Govt lays out norms for using remote sensing devices for monitoring vehicular emission
The Centre has drafted guidelines for the installation of remote sensing devices to monitor on-road vehicular exhaust emissions, collect data, and recommend pollution thresholds for different vehicles and fuel types.
A remote sensing device measures exhaust emission through absorption spectroscopy without interfering with the vehicle or its driver. The device comprises a light source and a detector that is placed on the side of the road or at a height to transmit a laser beam. The beam measures the exhaust fumes remotely through spectroscopy when vehicles cross its light path.
The measurement of exhaust emissions from vehicles during normal, on-road operations is key to any effective system for controlling air pollution. Remote sensing can alter the way emissions are currently monitored from on-road vehicles and allow more efficient screening of highly polluting vehicles. It is essential for detecting discrepancies between certification-test performance and actual real-world vehicle emissions.
Vehicular emissions are one of the biggest contributors to PM2.5 pollutants, which are fine, inhalable particulate matter with diameters that are generally 2.5 microns, or about 30 times smaller than a strand of human hair. India recorded the world’s highest annual average concentration of PM 2.5 exposure in its air in 2019, according to the State of Global Air 2020 (Soga 2020) report released this month.
The norms for installation of remote sensing devices come in the backdrop of a directive issued by the Supreme Court in 2018 on the recommendations of the Environment (Pollution and Prevention) Control Authority (EPCA), instructing the Delhi government to explore remote sensing technology for on-road screening of polluting vehicles.
“We have drafted the guidelines to help state governments set up these devices as it is a new technology. They can be installed along roadsides and capture the emissions of the vehicles. It will be instrumental in analysing the emission of vehicles on road. A pilot had been done too after the directions of the Supreme Court,” an official said, requesting anonymity.
The transport ministry has drafted guidelines specifying the minimum technical and performance requirements for the remote sensing equipment.
HT has reviewed a copy of the guidelines, prepared by the Automotive Industry Standards Committee (AISC). The standards need to be approved by the permanent CMVR Technical Standing Committee (CTSC). CMVR is short for Central Motor Vehicles Rules.
After approval by CTSC, the Automotive Research Association of India (ARAI), Pune, being the secretariat of the AISC, will publish the standards.
“The matter of control of in-use vehicle emissions was deliberated at the 60th Meeting of Standing Committee on Implementation of Emission Legislation, held on 22nd August 2019 and subsequently an AIS panel under the Chairmanship of Director-ICAT was constituted with a focus to finalise technical guidance on remote sensing equipment, remote sensing data reporting which specifies design, construction, networking and data sharing of the motor vehicle and recommend polluter thresholds for a different vehicle and different fuel types,” the draft guidelines say.

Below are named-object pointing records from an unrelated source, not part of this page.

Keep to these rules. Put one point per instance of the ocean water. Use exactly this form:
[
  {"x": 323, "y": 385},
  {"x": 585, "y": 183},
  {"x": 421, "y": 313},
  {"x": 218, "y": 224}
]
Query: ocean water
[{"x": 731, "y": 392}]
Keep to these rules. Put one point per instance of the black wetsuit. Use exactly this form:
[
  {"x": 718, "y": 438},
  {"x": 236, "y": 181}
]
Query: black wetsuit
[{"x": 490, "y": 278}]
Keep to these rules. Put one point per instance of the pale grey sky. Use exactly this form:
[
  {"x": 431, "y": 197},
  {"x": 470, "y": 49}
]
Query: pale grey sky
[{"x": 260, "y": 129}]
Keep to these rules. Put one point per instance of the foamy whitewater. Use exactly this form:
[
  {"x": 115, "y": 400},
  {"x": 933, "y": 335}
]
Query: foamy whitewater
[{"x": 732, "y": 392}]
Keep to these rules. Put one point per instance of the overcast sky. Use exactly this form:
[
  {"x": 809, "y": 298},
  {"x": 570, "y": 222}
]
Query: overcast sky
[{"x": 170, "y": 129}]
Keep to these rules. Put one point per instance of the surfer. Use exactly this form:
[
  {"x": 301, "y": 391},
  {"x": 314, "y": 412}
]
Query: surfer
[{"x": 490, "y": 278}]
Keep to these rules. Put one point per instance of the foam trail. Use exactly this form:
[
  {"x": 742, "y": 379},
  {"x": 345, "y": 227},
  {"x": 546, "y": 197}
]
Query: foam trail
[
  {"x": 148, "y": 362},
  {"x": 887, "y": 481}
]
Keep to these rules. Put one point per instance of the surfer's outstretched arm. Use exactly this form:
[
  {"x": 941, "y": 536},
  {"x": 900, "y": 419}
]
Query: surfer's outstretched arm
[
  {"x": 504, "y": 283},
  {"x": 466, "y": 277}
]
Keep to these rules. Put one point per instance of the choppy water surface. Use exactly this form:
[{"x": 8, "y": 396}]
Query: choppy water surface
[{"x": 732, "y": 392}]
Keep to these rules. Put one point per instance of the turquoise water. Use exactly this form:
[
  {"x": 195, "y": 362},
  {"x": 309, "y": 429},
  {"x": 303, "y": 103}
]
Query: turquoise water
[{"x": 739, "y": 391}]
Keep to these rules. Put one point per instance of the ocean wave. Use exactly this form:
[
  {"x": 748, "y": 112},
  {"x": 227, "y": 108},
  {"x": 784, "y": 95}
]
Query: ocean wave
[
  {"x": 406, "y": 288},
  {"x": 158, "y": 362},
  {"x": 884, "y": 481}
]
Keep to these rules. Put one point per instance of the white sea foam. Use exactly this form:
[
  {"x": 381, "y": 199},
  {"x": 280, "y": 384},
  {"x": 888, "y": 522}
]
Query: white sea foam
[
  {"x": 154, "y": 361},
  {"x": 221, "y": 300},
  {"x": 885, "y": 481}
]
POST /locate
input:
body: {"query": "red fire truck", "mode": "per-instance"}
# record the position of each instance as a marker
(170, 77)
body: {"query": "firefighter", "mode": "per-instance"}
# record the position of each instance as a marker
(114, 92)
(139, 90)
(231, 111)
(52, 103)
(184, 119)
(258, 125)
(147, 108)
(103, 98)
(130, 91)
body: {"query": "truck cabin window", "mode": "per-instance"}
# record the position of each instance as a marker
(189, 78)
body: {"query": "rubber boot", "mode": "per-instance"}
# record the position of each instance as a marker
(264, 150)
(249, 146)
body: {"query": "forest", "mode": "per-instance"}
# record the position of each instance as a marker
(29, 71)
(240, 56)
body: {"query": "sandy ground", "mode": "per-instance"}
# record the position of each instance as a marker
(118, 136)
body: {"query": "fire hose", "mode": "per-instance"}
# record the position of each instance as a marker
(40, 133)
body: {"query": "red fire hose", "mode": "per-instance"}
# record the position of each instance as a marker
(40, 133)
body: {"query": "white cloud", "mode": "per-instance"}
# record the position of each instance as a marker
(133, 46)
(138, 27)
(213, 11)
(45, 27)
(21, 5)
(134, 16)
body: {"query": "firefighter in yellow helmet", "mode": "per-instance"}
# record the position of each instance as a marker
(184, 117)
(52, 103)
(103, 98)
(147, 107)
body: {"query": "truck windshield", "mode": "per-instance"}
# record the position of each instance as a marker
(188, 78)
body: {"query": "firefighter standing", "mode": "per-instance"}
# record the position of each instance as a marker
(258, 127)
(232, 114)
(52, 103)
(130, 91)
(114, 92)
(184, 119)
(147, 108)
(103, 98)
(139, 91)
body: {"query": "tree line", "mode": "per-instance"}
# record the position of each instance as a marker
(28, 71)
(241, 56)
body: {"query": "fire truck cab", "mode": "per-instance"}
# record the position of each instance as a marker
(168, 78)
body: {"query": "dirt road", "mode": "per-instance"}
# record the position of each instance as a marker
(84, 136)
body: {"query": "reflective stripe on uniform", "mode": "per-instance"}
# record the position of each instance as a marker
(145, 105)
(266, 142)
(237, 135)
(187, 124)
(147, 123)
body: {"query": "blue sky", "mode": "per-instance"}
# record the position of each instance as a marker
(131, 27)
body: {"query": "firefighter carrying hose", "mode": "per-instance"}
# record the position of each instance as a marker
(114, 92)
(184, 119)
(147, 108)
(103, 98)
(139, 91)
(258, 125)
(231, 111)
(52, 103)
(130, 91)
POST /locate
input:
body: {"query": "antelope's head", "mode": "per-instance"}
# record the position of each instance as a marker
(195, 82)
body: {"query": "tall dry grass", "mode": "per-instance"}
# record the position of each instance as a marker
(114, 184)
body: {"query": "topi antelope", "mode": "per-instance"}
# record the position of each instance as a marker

“In the 61st Meeting of Standing Committee on Implementation of Emission Legislation held on 13th February 2020, it was directed to consider polluter thresholds based on prevalent emission norms and in the absence of authentic data for these thresholds, the Committee had agreed to consider the first year as monitoring phase to arrive at threshold values. This standard is technology-neutral and does not restrict any arrangement for implementation based on the recommendations for implementing of remote sensing of emissions of in-use vehicles for on-road monitoring as per the directions of the Hon’ble Supreme Court and the EPCA Report No 99 dated 26th July 2019,” the guidelines add.
The remote sensing devices will be fitted with emission analysers. The devices will be linked to the central vehicle database, Vahan, and also to each vehicle’s FASTag, which allows electronic toll collection at highway plazas, according to the draft guidelines.
“The RSD [remote sensing device] must be GPS/IRNSS enabled – to identify the location of the device and communication with the authorized servers for data exchange [real-time data transfer]. There must be a system to capture the image of the registration number of the vehicle at a rate of 99% or greater of the vehicles passing through the RSD measurement location,” the guidelines say.
GPS stands for Global Positioning System and IRNSS for Indian Regional Navigation Satellite System.
The system must also be equipped with Optical Character Recognition (OCR) or any other suitable technology to identify the registration numbers of vehicles. It will also have a FASTag reader for mapping the registration.
The pollution thresholds must be decided categorically while differentiating from the following parameters: category of the vehicle, the emission norms (Bharat Stage), and fuel type. A monitoring phase shall be established to capture vehicular emissions and define accurate polluter thresholds, the guidelines say. The monitoring phase will determine threshold limits for different vehicles, different emission norms and different fuel types with a focus on vehicles of category M (passenger vehicles) and N (goods vehicles).